Mientras tanto, la ciudadanía sigue en su bucle: indignación en redes sociales, quejas en el bar, algún tweet viral sobre lo mal que está todo, pero a la hora de votar… bueno, ahí seguimos, premiando con la reelección a los mismos que nos han metido en este agujero. Y así, el juego continúa. Porque quejarse está bien, pero renunciar a la paella del domingo para salir a exigir cambios ya es otro tema. Pues bien, si este es el mercado, lo que realmente hace falta es una demolición total del sistema. Pero claro, eso implicaría que los que mandan perdieran sus beneficios. Y antes de que eso ocurra, mejor seguimos poniendo carteles de “VENDIDO” mientras el ciudadano medio se pregunta si su mejor opción será irse de la isla o hipotecar su vida hasta la jubilación. O mejor aún, comprar una furgoneta y abrazar el estilo de vida nómada mientras el resto del mundo sigue enriqueciéndose a su costa.
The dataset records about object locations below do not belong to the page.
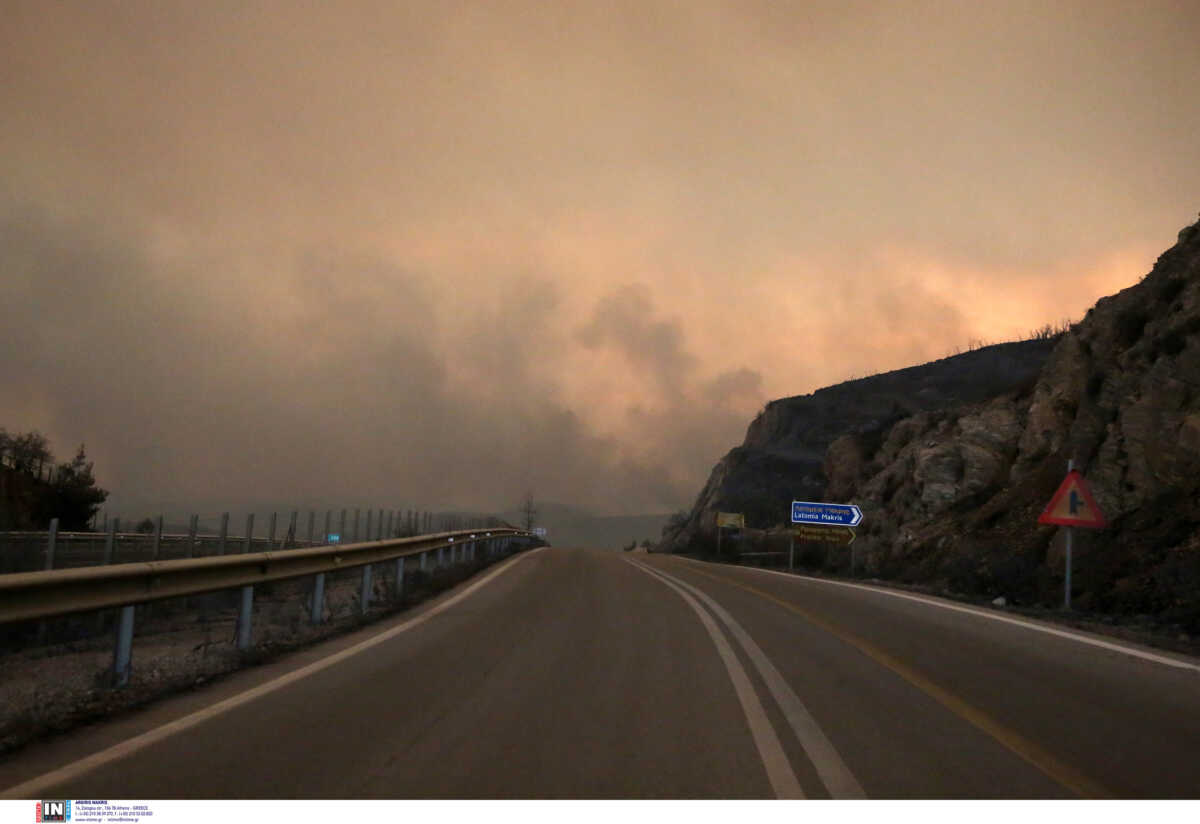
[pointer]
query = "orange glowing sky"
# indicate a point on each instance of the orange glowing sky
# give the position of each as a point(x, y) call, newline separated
point(439, 253)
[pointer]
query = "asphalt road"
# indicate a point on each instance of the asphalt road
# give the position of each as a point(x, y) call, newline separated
point(569, 673)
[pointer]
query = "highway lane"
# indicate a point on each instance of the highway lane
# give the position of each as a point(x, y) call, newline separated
point(927, 702)
point(570, 673)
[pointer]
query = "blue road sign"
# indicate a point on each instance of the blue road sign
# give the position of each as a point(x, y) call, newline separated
point(826, 515)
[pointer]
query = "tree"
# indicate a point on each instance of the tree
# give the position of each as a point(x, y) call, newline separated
point(75, 495)
point(28, 451)
point(528, 511)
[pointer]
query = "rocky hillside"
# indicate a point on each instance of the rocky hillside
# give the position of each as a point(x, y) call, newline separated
point(953, 461)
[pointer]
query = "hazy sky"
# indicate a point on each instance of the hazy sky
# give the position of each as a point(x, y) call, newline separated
point(438, 253)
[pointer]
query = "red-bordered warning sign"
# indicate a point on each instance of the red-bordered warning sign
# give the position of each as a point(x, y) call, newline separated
point(1073, 505)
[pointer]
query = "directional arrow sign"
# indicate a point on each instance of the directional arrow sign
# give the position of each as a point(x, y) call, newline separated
point(827, 515)
point(1073, 505)
point(840, 535)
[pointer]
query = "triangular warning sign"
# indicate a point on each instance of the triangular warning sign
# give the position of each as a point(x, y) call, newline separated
point(1073, 505)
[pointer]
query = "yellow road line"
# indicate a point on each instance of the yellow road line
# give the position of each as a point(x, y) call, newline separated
point(1021, 746)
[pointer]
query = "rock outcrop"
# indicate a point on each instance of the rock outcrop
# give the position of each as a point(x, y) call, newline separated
point(953, 461)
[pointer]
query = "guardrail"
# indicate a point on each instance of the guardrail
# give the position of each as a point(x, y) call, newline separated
point(39, 595)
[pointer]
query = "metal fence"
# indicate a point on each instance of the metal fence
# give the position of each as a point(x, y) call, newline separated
point(53, 549)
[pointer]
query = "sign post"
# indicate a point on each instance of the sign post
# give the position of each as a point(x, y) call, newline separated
point(827, 523)
point(1072, 505)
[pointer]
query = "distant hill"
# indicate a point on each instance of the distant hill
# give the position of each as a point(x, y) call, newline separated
point(953, 461)
point(569, 527)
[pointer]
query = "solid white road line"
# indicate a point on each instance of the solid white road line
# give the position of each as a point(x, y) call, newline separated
point(834, 774)
point(779, 769)
point(979, 613)
point(35, 787)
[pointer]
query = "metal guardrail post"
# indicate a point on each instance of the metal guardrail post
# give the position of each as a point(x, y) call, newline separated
point(53, 539)
point(244, 617)
point(157, 537)
point(109, 548)
point(317, 612)
point(193, 525)
point(123, 653)
point(111, 542)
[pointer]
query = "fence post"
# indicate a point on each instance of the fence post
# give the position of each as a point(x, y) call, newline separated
point(244, 615)
point(157, 537)
point(109, 547)
point(111, 542)
point(192, 528)
point(318, 599)
point(49, 543)
point(123, 653)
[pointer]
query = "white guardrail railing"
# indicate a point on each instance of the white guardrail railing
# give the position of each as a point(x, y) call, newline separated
point(47, 594)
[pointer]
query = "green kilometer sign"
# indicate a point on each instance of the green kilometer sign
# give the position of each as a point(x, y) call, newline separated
point(841, 536)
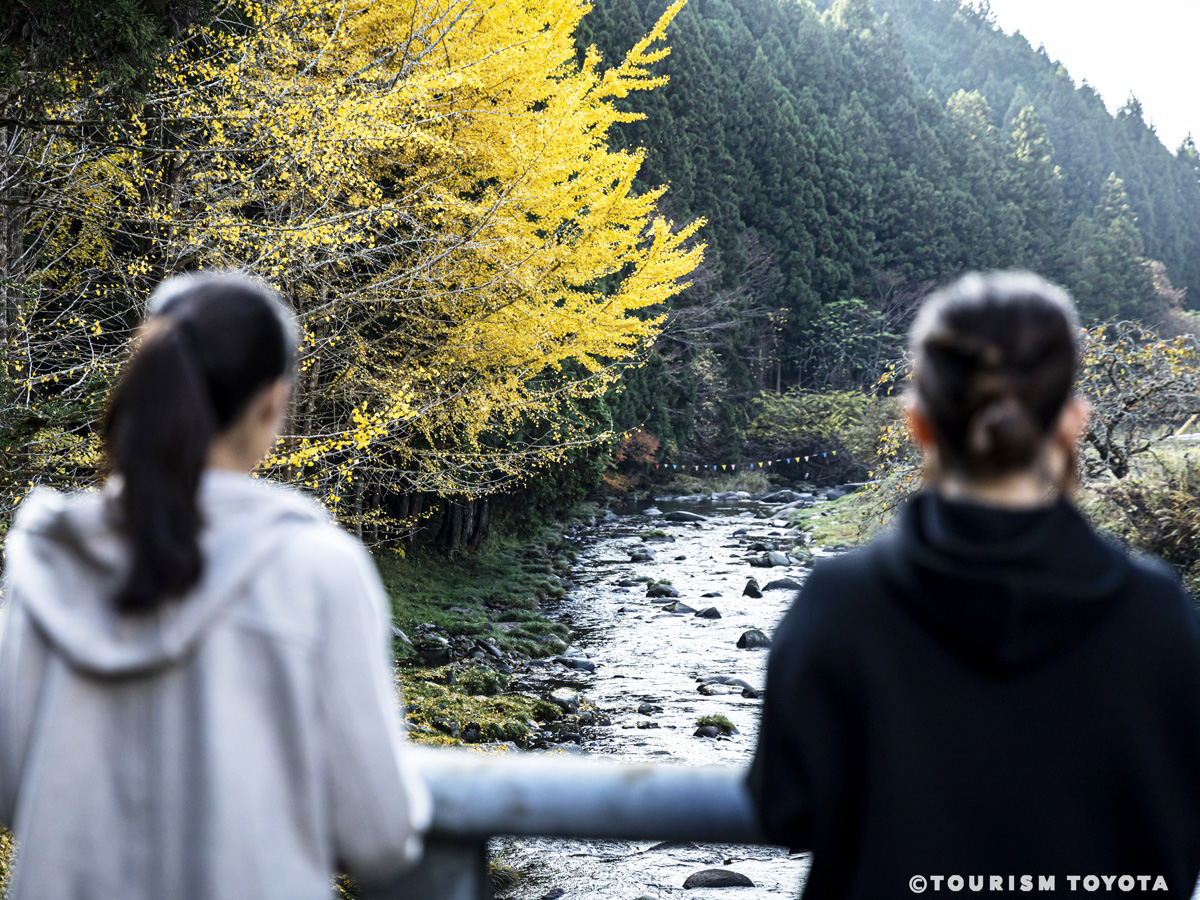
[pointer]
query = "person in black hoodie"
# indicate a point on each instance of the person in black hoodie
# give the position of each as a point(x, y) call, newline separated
point(989, 697)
Y así es como en Mallorca tener casa ya no es un derecho, sino un privilegio reservado para unos pocos. Y mientras no hagáis nada, ellos seguirán haciendo lo de siempre: llenarse los bolsillos y sonreír para la foto en campaña electoral, con la mano en el corazón y la otra en vuestro bolsillo.

P.D.: Tal vez nuestros hijos sean los próximos fundadores del nuevo Torre Baró. Quizá, en alguna noche sin luna, se levanten muros clandestinos y surjan suburbios espontáneos donde la ley no llega, y la necesidad dicta sus propias normas. Lo único que falta por definir es dónde.